Friday, Aug 17, 2012
-- Merkel comments underpin sentiment
-- Still, Spanish banks' bad debts at record levels
-- U.S. economic data eyed for direction
By Nina Bains and Michele Maatouk
European stocks maintained gains and the euro nudged a little higher against the dollar Friday, on continued hopes that European leaders will stand by the euro project.
German Chancellor Angela Merkel's comments Thursday that Germany is committed to do what it can to maintain the euro helped to buoy sentiment, lending further weight to European Central Bank President Mario Draghi's endorsement of the euro on July 26. Mr. Draghi said that the ECB will take any steps within its mandate to preserve the common currency. Since then he has also signalled that the central bank may soon step in to buy government bonds and consider other unconventional measures to help support financially stressed regions like Spain and Italy.
Unsurprisingly, gains in equity markets were most strongly felt in Spain and Italy. Spain's IBEX 35 was up 1.7% 7540.50, while Italy's FTSE Mib gained 1.5% at 15,160.72. Both continued to trade at around four-month highs. Meanwhile, bond yields in southern European economies also eased. By 0935 GMT Spain's 10-year government bond had fallen further, down by 10 basis points at 6.42%, while Italy's respective government bond yield was two basis points lower at 5.76%, according to Tradeweb.
Financial markets shrugged off news that bad debts held by Spanish banks had surged to record highs, and instead focused on continued expectations of ECB intervention. Data showed that non-performing loans grew by 8.39 billion euros ($10.36 billion) in the month of June, to EUR164.36 billion, or 9.42% of total outstanding loans compared with 8.95% in May.
Still, Spain may be unwilling to request financial aid for now, given the stigma attached to it.
"A very political form of bond-buying is in the works which may well pass muster with Berlin, but is viewed with deep suspicion in Madrid where 'conditionality creep' set in some time ago," said Dr Nicholas Spiro, managing director of Spiro Sovereign Strategy. "Rome, for its part, is just hoping that bond-buying in Spain will be sufficient to bring down Italian spreads," he added.

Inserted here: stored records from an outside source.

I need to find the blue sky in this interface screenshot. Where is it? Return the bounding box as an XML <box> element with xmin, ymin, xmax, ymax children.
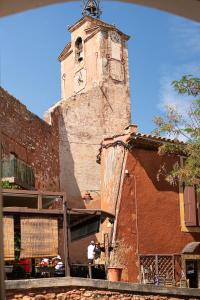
<box><xmin>0</xmin><ymin>1</ymin><xmax>200</xmax><ymax>133</ymax></box>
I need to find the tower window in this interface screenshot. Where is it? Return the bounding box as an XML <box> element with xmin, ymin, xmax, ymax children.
<box><xmin>75</xmin><ymin>37</ymin><xmax>83</xmax><ymax>62</ymax></box>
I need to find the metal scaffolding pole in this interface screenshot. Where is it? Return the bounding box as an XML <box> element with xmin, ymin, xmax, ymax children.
<box><xmin>0</xmin><ymin>132</ymin><xmax>6</xmax><ymax>300</ymax></box>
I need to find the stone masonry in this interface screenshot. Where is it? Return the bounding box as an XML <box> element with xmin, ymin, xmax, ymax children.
<box><xmin>0</xmin><ymin>88</ymin><xmax>59</xmax><ymax>191</ymax></box>
<box><xmin>46</xmin><ymin>16</ymin><xmax>130</xmax><ymax>208</ymax></box>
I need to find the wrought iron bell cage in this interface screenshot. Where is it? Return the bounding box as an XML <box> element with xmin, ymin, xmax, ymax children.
<box><xmin>82</xmin><ymin>0</ymin><xmax>101</xmax><ymax>19</ymax></box>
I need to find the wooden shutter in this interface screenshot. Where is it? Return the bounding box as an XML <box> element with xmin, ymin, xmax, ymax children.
<box><xmin>20</xmin><ymin>217</ymin><xmax>58</xmax><ymax>258</ymax></box>
<box><xmin>184</xmin><ymin>186</ymin><xmax>197</xmax><ymax>226</ymax></box>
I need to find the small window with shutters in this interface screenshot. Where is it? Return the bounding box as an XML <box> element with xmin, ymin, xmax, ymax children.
<box><xmin>184</xmin><ymin>186</ymin><xmax>200</xmax><ymax>226</ymax></box>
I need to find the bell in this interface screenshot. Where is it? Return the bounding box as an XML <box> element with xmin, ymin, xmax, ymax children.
<box><xmin>85</xmin><ymin>0</ymin><xmax>97</xmax><ymax>15</ymax></box>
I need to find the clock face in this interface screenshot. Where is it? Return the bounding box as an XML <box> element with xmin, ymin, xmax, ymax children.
<box><xmin>110</xmin><ymin>32</ymin><xmax>121</xmax><ymax>43</ymax></box>
<box><xmin>74</xmin><ymin>69</ymin><xmax>86</xmax><ymax>92</ymax></box>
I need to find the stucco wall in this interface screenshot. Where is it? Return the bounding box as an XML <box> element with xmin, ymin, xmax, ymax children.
<box><xmin>0</xmin><ymin>88</ymin><xmax>60</xmax><ymax>191</ymax></box>
<box><xmin>117</xmin><ymin>149</ymin><xmax>200</xmax><ymax>282</ymax></box>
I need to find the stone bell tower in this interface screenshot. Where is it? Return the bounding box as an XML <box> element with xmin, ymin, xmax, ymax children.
<box><xmin>49</xmin><ymin>5</ymin><xmax>130</xmax><ymax>208</ymax></box>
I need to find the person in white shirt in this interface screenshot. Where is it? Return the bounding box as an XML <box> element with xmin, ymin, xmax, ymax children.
<box><xmin>87</xmin><ymin>241</ymin><xmax>95</xmax><ymax>264</ymax></box>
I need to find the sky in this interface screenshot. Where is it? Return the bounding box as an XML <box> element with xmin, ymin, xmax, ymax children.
<box><xmin>0</xmin><ymin>1</ymin><xmax>200</xmax><ymax>133</ymax></box>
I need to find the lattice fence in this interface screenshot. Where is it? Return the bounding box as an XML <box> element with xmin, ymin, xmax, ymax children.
<box><xmin>139</xmin><ymin>255</ymin><xmax>181</xmax><ymax>284</ymax></box>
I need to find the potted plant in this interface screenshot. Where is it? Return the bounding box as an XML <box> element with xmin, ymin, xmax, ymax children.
<box><xmin>107</xmin><ymin>240</ymin><xmax>131</xmax><ymax>281</ymax></box>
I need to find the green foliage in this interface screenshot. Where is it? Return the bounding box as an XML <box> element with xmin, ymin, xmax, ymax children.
<box><xmin>154</xmin><ymin>75</ymin><xmax>200</xmax><ymax>192</ymax></box>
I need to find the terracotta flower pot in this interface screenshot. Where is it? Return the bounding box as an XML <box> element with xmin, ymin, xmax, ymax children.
<box><xmin>107</xmin><ymin>267</ymin><xmax>122</xmax><ymax>281</ymax></box>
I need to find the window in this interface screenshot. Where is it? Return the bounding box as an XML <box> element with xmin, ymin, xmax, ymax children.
<box><xmin>75</xmin><ymin>37</ymin><xmax>83</xmax><ymax>63</ymax></box>
<box><xmin>184</xmin><ymin>186</ymin><xmax>200</xmax><ymax>226</ymax></box>
<box><xmin>71</xmin><ymin>217</ymin><xmax>100</xmax><ymax>241</ymax></box>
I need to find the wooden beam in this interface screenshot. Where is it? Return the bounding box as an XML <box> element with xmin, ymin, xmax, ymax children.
<box><xmin>3</xmin><ymin>207</ymin><xmax>64</xmax><ymax>215</ymax></box>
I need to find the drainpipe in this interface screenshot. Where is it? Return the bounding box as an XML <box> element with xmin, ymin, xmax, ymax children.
<box><xmin>111</xmin><ymin>149</ymin><xmax>128</xmax><ymax>244</ymax></box>
<box><xmin>0</xmin><ymin>132</ymin><xmax>6</xmax><ymax>300</ymax></box>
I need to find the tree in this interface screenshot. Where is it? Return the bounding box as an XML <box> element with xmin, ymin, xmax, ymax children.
<box><xmin>154</xmin><ymin>75</ymin><xmax>200</xmax><ymax>192</ymax></box>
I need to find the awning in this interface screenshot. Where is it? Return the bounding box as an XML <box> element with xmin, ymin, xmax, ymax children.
<box><xmin>181</xmin><ymin>242</ymin><xmax>200</xmax><ymax>254</ymax></box>
<box><xmin>67</xmin><ymin>208</ymin><xmax>115</xmax><ymax>227</ymax></box>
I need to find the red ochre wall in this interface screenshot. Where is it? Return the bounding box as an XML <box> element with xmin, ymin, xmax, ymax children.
<box><xmin>0</xmin><ymin>88</ymin><xmax>60</xmax><ymax>191</ymax></box>
<box><xmin>117</xmin><ymin>149</ymin><xmax>200</xmax><ymax>282</ymax></box>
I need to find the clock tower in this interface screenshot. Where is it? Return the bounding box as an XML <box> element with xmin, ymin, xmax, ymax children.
<box><xmin>47</xmin><ymin>15</ymin><xmax>130</xmax><ymax>208</ymax></box>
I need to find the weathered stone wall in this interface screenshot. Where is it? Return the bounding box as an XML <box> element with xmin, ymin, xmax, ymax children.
<box><xmin>0</xmin><ymin>88</ymin><xmax>60</xmax><ymax>191</ymax></box>
<box><xmin>45</xmin><ymin>17</ymin><xmax>130</xmax><ymax>208</ymax></box>
<box><xmin>6</xmin><ymin>277</ymin><xmax>199</xmax><ymax>300</ymax></box>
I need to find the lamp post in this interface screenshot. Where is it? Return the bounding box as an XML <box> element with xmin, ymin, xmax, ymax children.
<box><xmin>0</xmin><ymin>131</ymin><xmax>6</xmax><ymax>300</ymax></box>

At 1000 GMT, the benchmark Stoxx 600 index was up 0.3% at 271.97, after closing at a five-month high on Thursday. The U.K.'s FTSE 100 was up 0.2% at 5844.74, Germany's DAX was 0.2% higher at 7008.77 and France's CAC-40 was up 0.2% at 3486.54. Autos and banks were the best performers, with the Stoxx Europe 600 index for each up 1.2% and 1.1%, respectively. Technology stocks were also on the front foot, with the sector's index up 1.0%, supported by better-than-expected fourth-quarter results from U.S. bellwether Cisco.

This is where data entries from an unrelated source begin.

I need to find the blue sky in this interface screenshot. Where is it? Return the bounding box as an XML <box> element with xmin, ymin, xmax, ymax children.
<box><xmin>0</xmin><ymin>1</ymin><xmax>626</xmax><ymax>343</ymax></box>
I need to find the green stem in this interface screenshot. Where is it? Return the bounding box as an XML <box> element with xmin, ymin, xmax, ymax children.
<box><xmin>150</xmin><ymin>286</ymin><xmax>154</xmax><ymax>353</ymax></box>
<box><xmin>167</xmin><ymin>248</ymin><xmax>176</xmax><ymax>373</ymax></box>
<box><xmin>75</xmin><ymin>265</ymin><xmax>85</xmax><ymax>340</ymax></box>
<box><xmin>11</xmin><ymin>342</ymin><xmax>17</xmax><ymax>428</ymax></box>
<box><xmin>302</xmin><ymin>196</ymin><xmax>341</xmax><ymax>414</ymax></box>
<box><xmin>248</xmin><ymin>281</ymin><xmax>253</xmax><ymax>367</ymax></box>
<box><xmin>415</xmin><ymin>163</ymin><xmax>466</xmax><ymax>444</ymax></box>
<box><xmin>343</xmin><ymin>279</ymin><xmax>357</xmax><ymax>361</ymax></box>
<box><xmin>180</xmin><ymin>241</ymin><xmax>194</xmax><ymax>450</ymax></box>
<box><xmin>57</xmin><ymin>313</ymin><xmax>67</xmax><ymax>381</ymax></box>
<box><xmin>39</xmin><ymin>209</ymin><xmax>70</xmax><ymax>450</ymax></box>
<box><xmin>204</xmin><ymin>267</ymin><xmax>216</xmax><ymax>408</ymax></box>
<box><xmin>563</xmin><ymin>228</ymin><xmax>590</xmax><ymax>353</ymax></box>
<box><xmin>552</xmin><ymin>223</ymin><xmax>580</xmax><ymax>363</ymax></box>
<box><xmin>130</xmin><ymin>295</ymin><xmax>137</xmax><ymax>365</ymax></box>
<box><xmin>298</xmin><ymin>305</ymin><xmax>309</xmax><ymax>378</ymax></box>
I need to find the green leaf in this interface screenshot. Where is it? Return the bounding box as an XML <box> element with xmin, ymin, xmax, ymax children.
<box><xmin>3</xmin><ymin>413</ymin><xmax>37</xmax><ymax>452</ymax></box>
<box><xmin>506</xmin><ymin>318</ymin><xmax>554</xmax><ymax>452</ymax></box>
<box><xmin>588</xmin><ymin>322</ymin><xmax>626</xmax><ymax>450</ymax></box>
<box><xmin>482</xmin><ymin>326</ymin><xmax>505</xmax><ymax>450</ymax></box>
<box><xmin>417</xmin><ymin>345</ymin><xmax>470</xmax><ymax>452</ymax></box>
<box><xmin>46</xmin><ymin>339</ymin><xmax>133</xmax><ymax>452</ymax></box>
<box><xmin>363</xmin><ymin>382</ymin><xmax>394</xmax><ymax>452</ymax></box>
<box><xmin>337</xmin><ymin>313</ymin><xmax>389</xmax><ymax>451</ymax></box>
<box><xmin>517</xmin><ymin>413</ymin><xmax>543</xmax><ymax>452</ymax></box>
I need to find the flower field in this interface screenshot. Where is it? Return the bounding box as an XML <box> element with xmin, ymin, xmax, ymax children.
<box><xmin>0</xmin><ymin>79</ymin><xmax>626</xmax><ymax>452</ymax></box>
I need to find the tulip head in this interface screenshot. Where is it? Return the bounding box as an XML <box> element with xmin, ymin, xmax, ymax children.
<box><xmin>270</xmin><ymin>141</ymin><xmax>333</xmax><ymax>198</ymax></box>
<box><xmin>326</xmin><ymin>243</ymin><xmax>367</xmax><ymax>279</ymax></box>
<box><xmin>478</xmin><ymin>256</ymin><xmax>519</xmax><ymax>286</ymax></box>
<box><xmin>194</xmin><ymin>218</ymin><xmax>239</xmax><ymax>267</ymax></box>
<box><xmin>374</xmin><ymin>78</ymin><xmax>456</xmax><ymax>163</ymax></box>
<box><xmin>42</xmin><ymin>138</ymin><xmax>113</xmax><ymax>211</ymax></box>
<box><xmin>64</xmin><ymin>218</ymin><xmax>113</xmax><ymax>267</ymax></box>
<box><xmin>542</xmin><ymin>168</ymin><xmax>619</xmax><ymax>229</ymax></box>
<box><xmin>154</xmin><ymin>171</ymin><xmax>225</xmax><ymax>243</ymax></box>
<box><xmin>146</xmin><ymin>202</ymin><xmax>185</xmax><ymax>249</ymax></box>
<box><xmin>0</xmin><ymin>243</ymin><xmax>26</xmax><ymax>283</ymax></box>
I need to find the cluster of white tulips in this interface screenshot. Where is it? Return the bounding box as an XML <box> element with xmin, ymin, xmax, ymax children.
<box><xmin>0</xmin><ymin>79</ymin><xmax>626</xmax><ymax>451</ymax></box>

Finland's stance toward the euro had little impact on stocks. Finland's Minister for European Union Affairs Alexander Stubb said his country remains totally committed to the euro zone after the U.K.'s Daily Telegraph ran a story saying Finland was preparing for a possible breakup of the currency bloc, according to the country's foreign minister.
On the corporate front, Lonmin was down 1.2%, after having been off by as much as 6.1% in London following news that over 30 miners have been killed at the company's Marikana mine in Rustenberg, South Africa, after recent clashes between police and striking miners. Lonmin said it has lost 300,000 tons of ore as a result and is unlikely to meet its full-year guidance.
"We continue to hold fears over Lonmin's balance sheet," said Credit Suisse. It added that the stock is now a pure play on the platinum price and it continues to remain cautious over the next six months despite the industry volume cuts seen to date. Fears of supply contraints in the platinum market pushed the spot price for the precious metal up by 2.6% to $1457.00 an ounce.
In foreign exchanges, the euro spiked back to a session high of $1.2375, but was trading in a tight range and soon settled again to trade at $1.2364 from $1.2358. The dollar was at Y79.46 from Y79.34.
On Friday's economic calendar, the main focus will be on the U.S., where University of Michigan confidence is at 1355 GMT and leading indicators are at 1400 GMT.
At 1000 GMT the DJIA front month futures contract was flat at 13,223.00, while S&P 500 front month futures contract was down 0.1% lower at 1412.20.
September Nymex crude oil futures were down $0.45 at $95.15 a barrel and the October Brent oil contract was down $1.40 at $113.87. Spot gold was at $1,616.70, up $2.40 while the September Bund contract was down 18 ticks at 141.60.